The above events are presented via a partnership between One Book, One Columbia, One Columbia for Arts and History, Jasper Magazine, The University of South Carolina Press, and Richland Library.

About the Artists

 

South Carolinian Carla Damron is a fiction writer, clinical social worker, and author of the Caleb Knowles mystery novels Keeping Silent, Spider Blue, and Death in Zooville in which she explores addiction, homelessness, and other social issues. Her short stories have appeared in Fall Lines, Six Minute Magazine, Melusine, In Posse Review,and other journals. Named the 2014 South Carolina Social Worker of the Year, Damron holds an M.F.A. in creative writing from Queens University and a master's degree in social work from the University of South Carolina.

Thomas Hammond is a freelance photojournalist from Columbia, South Carolina specializing in human interest, political, and cultural stories from the heart of the American South to the Middle East and wherever else the road takes him. In 2015, he won a South Carolina Press Association award for his work documenting the war and humanitarian crisis in and around Syria. More recently, he's covered local stories such as the removal of the Confederate flag, the devastation of the recent floods, and the evolution of the local music scene.

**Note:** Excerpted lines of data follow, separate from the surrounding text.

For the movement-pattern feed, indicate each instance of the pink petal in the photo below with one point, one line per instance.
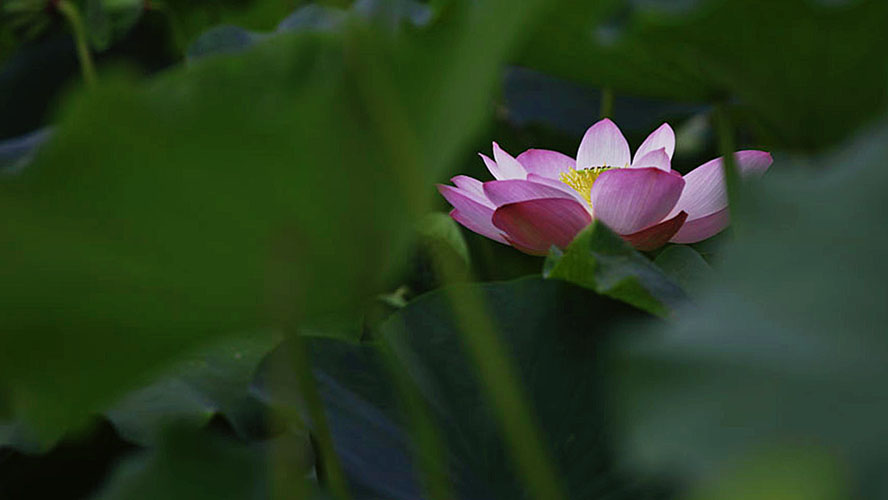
(536, 225)
(663, 137)
(557, 185)
(705, 192)
(504, 166)
(702, 228)
(546, 163)
(514, 190)
(657, 235)
(470, 213)
(472, 188)
(603, 145)
(630, 199)
(656, 158)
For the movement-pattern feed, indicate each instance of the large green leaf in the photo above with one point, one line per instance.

Born in San Francisco, California, Kristine Hartvigsen earned a bachelor’s degree in education and completed graduate studies in journalism at the University of South Carolina. She began her journalism career in the mid-1980s at The State and The Columbia Record newspapers. She is a past editor of South Carolina Business and Lake Murray-Columbia magazines as well as a past associate editor of Jasper magazine. Her photography has been published in:  Sandlapper, South Carolina Business Monthly, Lake Murray-Columbia, Columbia Business Monthly, and Jasper magazines; in The State, the Free-Times, the Myrtle Beach Sun News, Lowcountry Life, and the Georgetown Times newspapers; as well as in print and online publications of the South Carolina Chamber of Commerce, The Nature Conservancy of South Carolina, and the South Carolina Education Association. In 2012, Muddy Ford Press published her first poetry collection, To the Wren Nesting.

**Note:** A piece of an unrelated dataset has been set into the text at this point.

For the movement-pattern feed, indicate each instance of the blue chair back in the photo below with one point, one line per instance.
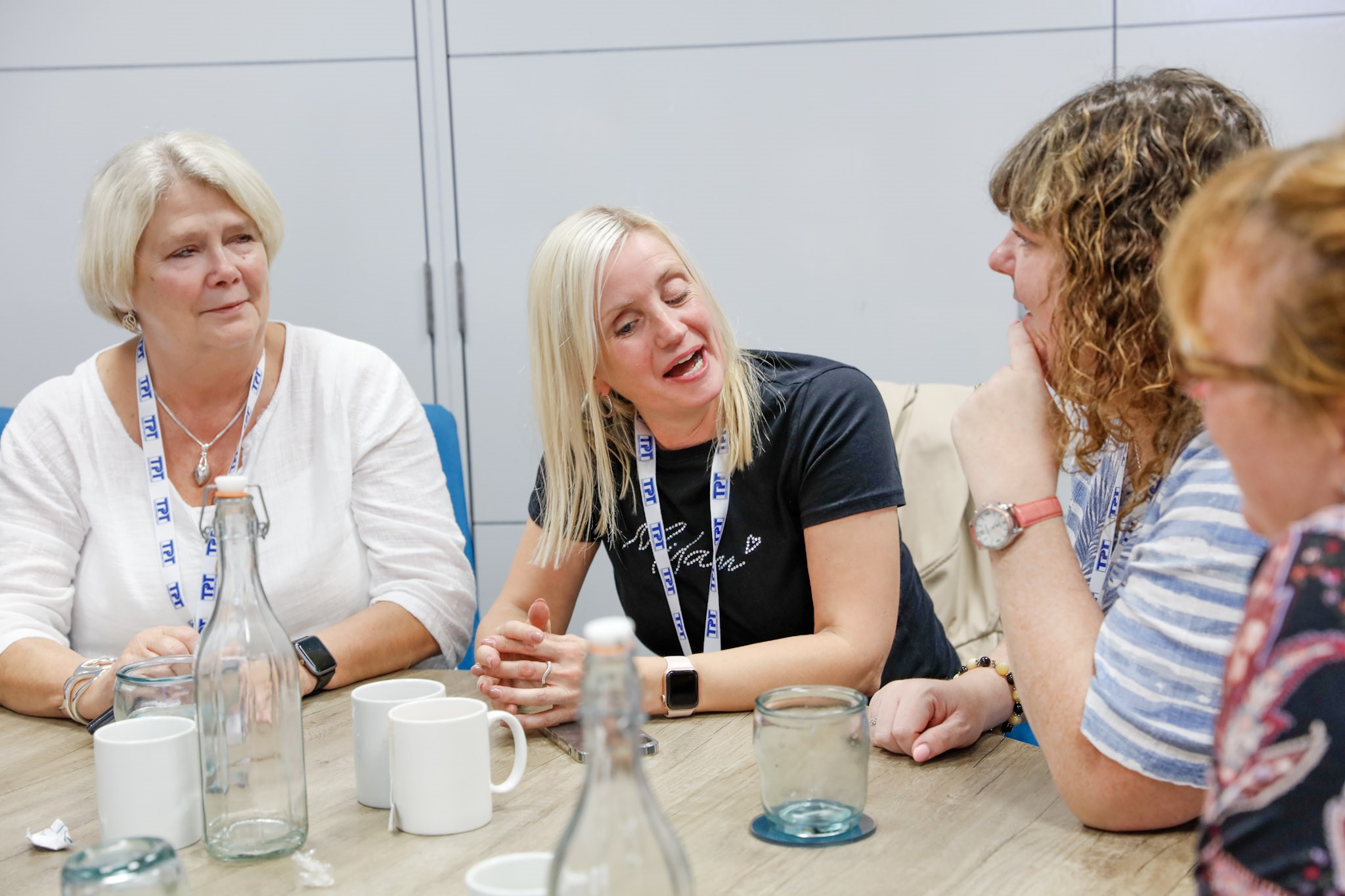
(451, 458)
(1024, 734)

Vicky Saye Henderson is a performer and teaching artist, whose projects include live stage, film, TV, voice-overs and cabaret. On staff at Trustus Theatre, she serves as Director of Education and Professional Development.  She is also a member of Trustus' residential performing ensemble, appearing most recently in The Great American Trailer Park Christmas Musical. She is the recipient of the SC Arts Commission's 2015 Individual Artist Fellowship in Acting and was named the 2013 Jasper Artist of the Year in Theatre. She received her improv training in Orlando, FL (KVG Studios) and is co-director of Trustus' Improv and Sketch Comedy master track Apprentice Company program. Vicky recently provided vocal narration for USC Press' audiobook of Carla Damron's novel, The Stone Necklace. 

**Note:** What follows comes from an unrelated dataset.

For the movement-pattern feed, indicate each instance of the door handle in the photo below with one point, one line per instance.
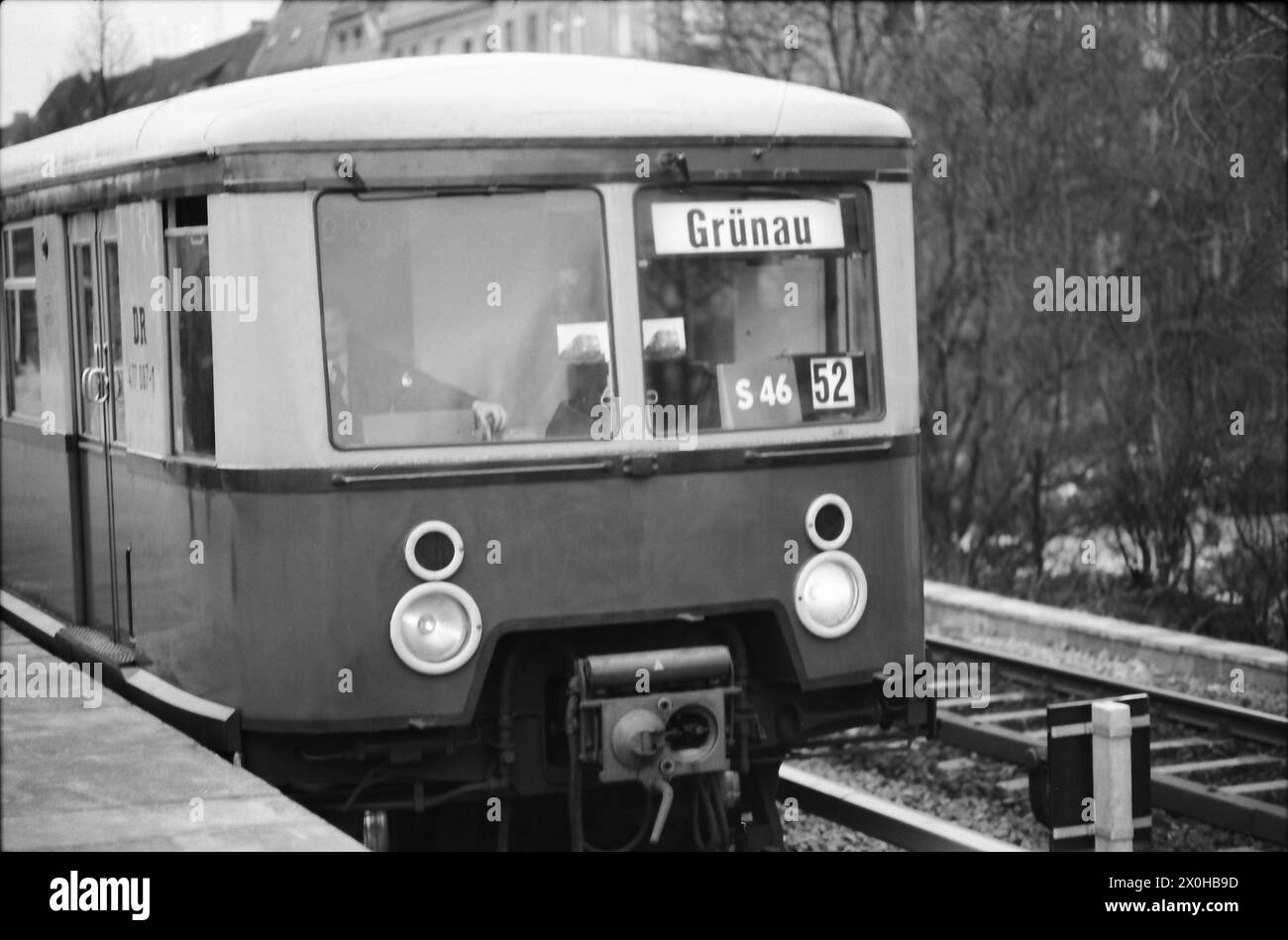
(88, 377)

For the past 15 years, Todd Mathis has been a solid fixture of the South Carolina music scene, and well beyond, playing in a number of groups from the indie soul of Betty Sneetch to the Brit-tinged rock of Boxing Day (Universal/Republic), fronting the alt-country turned rock of American Gun, crafting the soundscapes of Interruptions of the Mind, and releasing a few solo albums along the way.

Cully Salehi, a graduate of North Carolina School of the Arts, began her journey in music as an orchestral violist. After eight years of classical playing she began exploring the worlds of improvisation, jazz, and rock. Since contributing viola and keys to North Carolina Indie rock group Silver Hill Mine, she has performed several seasons with Columbia Community Orchestra and Lake Murray Symphony Orchestra. She currently enjoys playing local venues, growing in her own songwriting, and collaborating on recording projects at Jangly Records.